Miro el teléfono. Parece que las madres adictas al whatsapp hablan del sabor de las lentejas del cole. ¿A café o a té negro? No puedo aportar nada porque en casa nunca me hablan de las lentejas. Supongo que han heredado mi asunción: el menú del colegio se cura, como la edad, con el tiempo. Me cuentan solo las cosas importantes: que han metido goles en el recreo, que necesitan un bolígrafo verde (¿por qué verde?) y que a ver si me acuerdo de la contraseña del iPad que he olvidado a propósito.

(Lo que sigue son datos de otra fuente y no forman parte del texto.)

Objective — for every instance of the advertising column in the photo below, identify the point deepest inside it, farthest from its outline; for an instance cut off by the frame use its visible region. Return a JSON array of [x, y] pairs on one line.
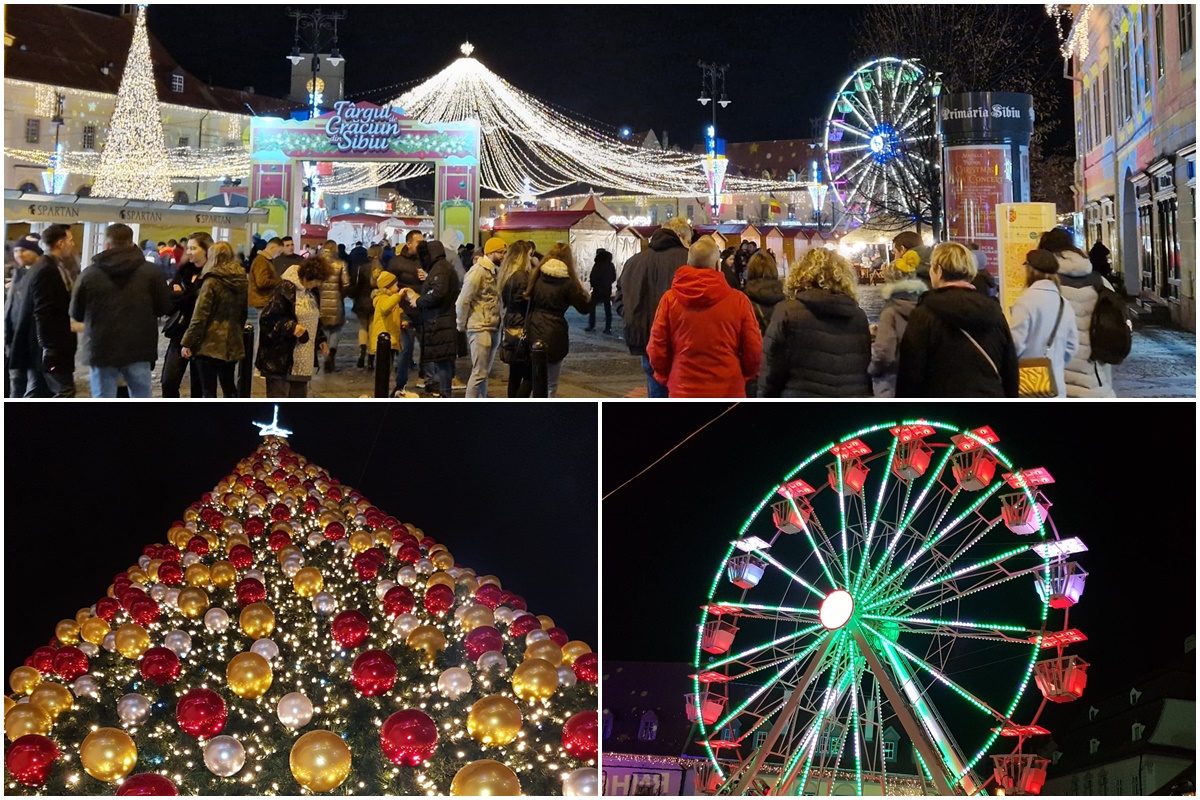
[[985, 150]]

Las madres piden también coordinarse para retrasar el móvil hasta los 15, los 20, los 30. Sé que hay padres en el grupo, pero callan. Y madres que ya han dado móviles a sus hijos (a los nueve, 10, 11 años). Callan. Yo alguna vez mando artículos sobre la adicción de los adultos, pero sé que no les gustan. Me consideran intelectual, rara. Podría salirme del grupo, pero me resulta útil: he encontrado allí respuestas importantes y amigas para toda la vida. El grupo del colegio es como la sociedad: hay de todo, en una representación estadística imperfecta.

En el cole saludo a profesores que no conocen a mis niños. “Hola, qué tal. Tienes mi mail” y se me pasa por la cabeza un flashback distópico: intento imaginar a mis padres mandado mails a los profesores de sus hijos. Mi padre habría hecho una sola pregunta: “¿Para qué?”. Me emborracho de profes nuevos, de salas recién pintadas, de falta de aire. Alguien me para: “¿A qué edad vais a dar móvil vosotros?”. Empiezo a delirar: “No soy ni movilista ni inmovilista”.

Necesito irme a casa. Y, cuando llego, necesito salir. Llueve, pero la perra se sacrifica y me saca. Pasa un hombre, con paraguas y dos perros. Uno suelto, el otro con arnés y un cencerro. El perro suena a vaca y a indignidad. El señor habla por teléfono. Un chico pasea un cachorro con gabardina de marca. Tengo ganas de decirle que se le va a quedar pequeña. Pasa un matrimonio con un perro enano. Mi perra se acerca y la mujer se aleja con cara de disgusto mientras su marido le hace carantoñas. “Desconexión conyugal”, diagnostico. No llevamos paraguas. Nos mojamos. Nos relajamos. Nos gusta que llueva.